Depending on how long you've been toying with computer hardware, you might remember the first time you ever saw a heatsink on a CPU, or the first time you saw a fan covering the cool AMD, Cyrix, or Intel logo on your chip. Heat has always been a problem with CMOS (Complementary Metal Oxide Semiconductor) devices like the CPU in the system you're reading this review on, or even the chip that is driving the video card which is displaying the thousands of pixels flickering away on your monitor, and the search for an efficient, and cost effective way to remove the problem has been present ever since the days of the first microprocessors. While no one company has managed to completely rid the industry of the problem, there is one company that has made an obvious step in the right direction towards solving the problem, Kryotech.
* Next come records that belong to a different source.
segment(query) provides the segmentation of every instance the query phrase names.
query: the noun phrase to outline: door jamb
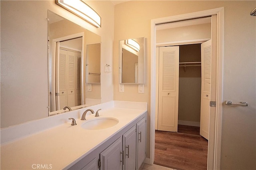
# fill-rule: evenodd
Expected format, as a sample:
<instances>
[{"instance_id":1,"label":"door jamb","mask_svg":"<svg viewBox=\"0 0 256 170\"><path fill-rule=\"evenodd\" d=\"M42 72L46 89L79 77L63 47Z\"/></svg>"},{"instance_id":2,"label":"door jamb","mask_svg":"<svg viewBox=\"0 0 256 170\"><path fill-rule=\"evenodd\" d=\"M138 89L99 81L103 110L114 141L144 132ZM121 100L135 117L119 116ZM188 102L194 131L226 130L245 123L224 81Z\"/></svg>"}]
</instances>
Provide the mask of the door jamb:
<instances>
[{"instance_id":1,"label":"door jamb","mask_svg":"<svg viewBox=\"0 0 256 170\"><path fill-rule=\"evenodd\" d=\"M221 124L222 116L222 75L223 57L223 18L224 8L204 11L199 11L189 14L181 14L151 20L151 92L150 92L150 164L152 164L154 160L155 149L155 116L156 110L156 24L168 21L179 21L185 19L190 19L198 17L217 15L217 82L216 112L215 123L215 133L212 134L214 139L209 142L214 143L214 148L211 150L213 153L208 152L208 159L212 160L213 163L208 164L208 169L220 169L220 144L221 137ZM210 131L209 131L210 132Z\"/></svg>"}]
</instances>

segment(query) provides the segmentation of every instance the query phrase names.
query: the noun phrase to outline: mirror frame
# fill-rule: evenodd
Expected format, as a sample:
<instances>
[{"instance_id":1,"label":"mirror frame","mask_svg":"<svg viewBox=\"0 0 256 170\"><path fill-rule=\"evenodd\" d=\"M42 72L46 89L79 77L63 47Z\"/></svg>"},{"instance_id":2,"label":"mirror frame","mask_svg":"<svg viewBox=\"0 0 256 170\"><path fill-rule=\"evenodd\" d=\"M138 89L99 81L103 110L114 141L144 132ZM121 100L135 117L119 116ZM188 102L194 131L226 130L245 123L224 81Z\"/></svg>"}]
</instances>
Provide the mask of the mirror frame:
<instances>
[{"instance_id":1,"label":"mirror frame","mask_svg":"<svg viewBox=\"0 0 256 170\"><path fill-rule=\"evenodd\" d=\"M125 41L126 40L119 41L119 84L142 84L145 83L145 38L141 37L132 39L140 42L140 50L138 55L138 80L137 83L125 83L122 82L122 49L125 44ZM125 49L126 48L124 48Z\"/></svg>"}]
</instances>

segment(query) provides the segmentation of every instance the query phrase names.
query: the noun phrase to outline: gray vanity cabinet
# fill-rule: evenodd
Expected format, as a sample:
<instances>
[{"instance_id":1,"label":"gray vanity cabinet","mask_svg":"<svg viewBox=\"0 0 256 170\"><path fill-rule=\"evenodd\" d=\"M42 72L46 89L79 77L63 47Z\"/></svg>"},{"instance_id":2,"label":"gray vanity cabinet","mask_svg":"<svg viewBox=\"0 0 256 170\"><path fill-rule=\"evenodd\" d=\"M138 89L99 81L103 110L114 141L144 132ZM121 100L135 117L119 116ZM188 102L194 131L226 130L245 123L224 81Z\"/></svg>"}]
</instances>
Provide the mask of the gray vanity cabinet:
<instances>
[{"instance_id":1,"label":"gray vanity cabinet","mask_svg":"<svg viewBox=\"0 0 256 170\"><path fill-rule=\"evenodd\" d=\"M144 117L136 125L137 129L137 169L139 169L146 158L146 119Z\"/></svg>"},{"instance_id":2,"label":"gray vanity cabinet","mask_svg":"<svg viewBox=\"0 0 256 170\"><path fill-rule=\"evenodd\" d=\"M136 126L123 135L124 170L135 170L136 167Z\"/></svg>"},{"instance_id":3,"label":"gray vanity cabinet","mask_svg":"<svg viewBox=\"0 0 256 170\"><path fill-rule=\"evenodd\" d=\"M138 170L146 158L146 112L69 170Z\"/></svg>"},{"instance_id":4,"label":"gray vanity cabinet","mask_svg":"<svg viewBox=\"0 0 256 170\"><path fill-rule=\"evenodd\" d=\"M100 154L100 169L121 170L123 161L122 141L120 137Z\"/></svg>"}]
</instances>

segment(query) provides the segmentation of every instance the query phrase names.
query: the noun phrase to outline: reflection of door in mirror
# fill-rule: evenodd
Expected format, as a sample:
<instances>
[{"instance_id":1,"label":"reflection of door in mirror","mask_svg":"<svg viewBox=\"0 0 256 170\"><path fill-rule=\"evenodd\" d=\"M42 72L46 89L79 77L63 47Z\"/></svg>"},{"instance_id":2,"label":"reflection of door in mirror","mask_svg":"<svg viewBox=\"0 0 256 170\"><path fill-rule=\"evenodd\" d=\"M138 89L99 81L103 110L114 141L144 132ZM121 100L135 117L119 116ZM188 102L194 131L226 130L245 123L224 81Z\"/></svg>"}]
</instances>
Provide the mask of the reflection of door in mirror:
<instances>
[{"instance_id":1,"label":"reflection of door in mirror","mask_svg":"<svg viewBox=\"0 0 256 170\"><path fill-rule=\"evenodd\" d=\"M122 82L138 83L138 56L122 48Z\"/></svg>"},{"instance_id":2,"label":"reflection of door in mirror","mask_svg":"<svg viewBox=\"0 0 256 170\"><path fill-rule=\"evenodd\" d=\"M82 37L60 42L56 61L58 73L56 76L56 108L62 109L81 104L81 68Z\"/></svg>"},{"instance_id":3,"label":"reflection of door in mirror","mask_svg":"<svg viewBox=\"0 0 256 170\"><path fill-rule=\"evenodd\" d=\"M100 43L101 37L50 11L48 14L49 115L63 112L66 106L74 110L100 103L99 82L92 84L92 90L86 90L85 62L87 45ZM75 45L78 40L79 47ZM96 64L100 70L100 46L98 51L99 59L91 65Z\"/></svg>"},{"instance_id":4,"label":"reflection of door in mirror","mask_svg":"<svg viewBox=\"0 0 256 170\"><path fill-rule=\"evenodd\" d=\"M86 46L86 82L100 83L100 43Z\"/></svg>"}]
</instances>

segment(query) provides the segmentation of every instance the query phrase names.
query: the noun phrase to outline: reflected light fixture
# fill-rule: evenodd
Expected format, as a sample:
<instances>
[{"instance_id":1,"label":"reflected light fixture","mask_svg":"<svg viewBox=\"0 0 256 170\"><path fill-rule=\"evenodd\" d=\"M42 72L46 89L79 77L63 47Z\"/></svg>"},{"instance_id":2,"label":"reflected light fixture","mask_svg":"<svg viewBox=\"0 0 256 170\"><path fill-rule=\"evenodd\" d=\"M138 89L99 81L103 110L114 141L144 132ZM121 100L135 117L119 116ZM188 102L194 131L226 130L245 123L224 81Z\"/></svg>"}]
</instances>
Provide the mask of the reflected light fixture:
<instances>
[{"instance_id":1,"label":"reflected light fixture","mask_svg":"<svg viewBox=\"0 0 256 170\"><path fill-rule=\"evenodd\" d=\"M256 16L256 8L254 9L250 14L252 16Z\"/></svg>"},{"instance_id":2,"label":"reflected light fixture","mask_svg":"<svg viewBox=\"0 0 256 170\"><path fill-rule=\"evenodd\" d=\"M136 51L140 51L140 44L132 39L126 39L124 43Z\"/></svg>"},{"instance_id":3,"label":"reflected light fixture","mask_svg":"<svg viewBox=\"0 0 256 170\"><path fill-rule=\"evenodd\" d=\"M56 0L56 4L97 27L101 27L100 16L82 0Z\"/></svg>"}]
</instances>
Kryotech Cool K6-2

At the E3 Expo in May 1998 the South Carolina based company, founded by a collection of college graduates with a vision, showed off their latest creation, the Kryotech Cool K6-2 running alongside an unaccelerated K6-2 processor that AMD debuted at the very same show. The results were amazing, and the product looked promising, 7 months later, we're finally seeing a final product and the results are barely deserving of a pat on the back. Is the Cool K6-2 500 really too little too late or is there something else we must consider?

Vapor Phase Refrigeration

Let's first discuss the technology behind the Kryotech Cool K6-2 system, and the Kryotech design in general. When you open up your kitchen refrigerator you're greeted by a refreshing gust of cold air courtesy of a technology that has been literally right under our noses for decades, and a technology Kryotech took the first step in moving towards becoming a desktop computer cooling solution. You're all probably familiar with the old household refrigerant, freon. In the early 90's freon was quickly replaced as a refrigerant by a more environmentally safe alternative, and that is exactly what the basis for Kryotech's cooling solution is. Vapor Phase Refrigeration, as the technology is referred to, uses the physical properties of a refrigerant like the one mentioned above to achieve an effective level of cooling, by taking the refrigerant stored in a liquid form and heating it to the point where a phase change is initiated converting the liquid to a gas which cycles through the cooling system and is returned to a compressor which initiates another phase change and compresses the gas to a near-liquid form. This enables the heat to be removed from the source, and the cooling system itself to remain self sufficient.

Kryotech claims that Vapor Phase Refrigeration is 50 times as effective as traditional forced air cooling (your standard heatsink/fan combo cooling device) and 5 times as effective as forced liquid cooling. Using Vapor Phase Refrigeration, Kryotech has been able to allow their products to run at levels around -40 degrees Celsius, an achievement which opens new doors for desktop computing opportunities, the biggest of which happens to be overclocking.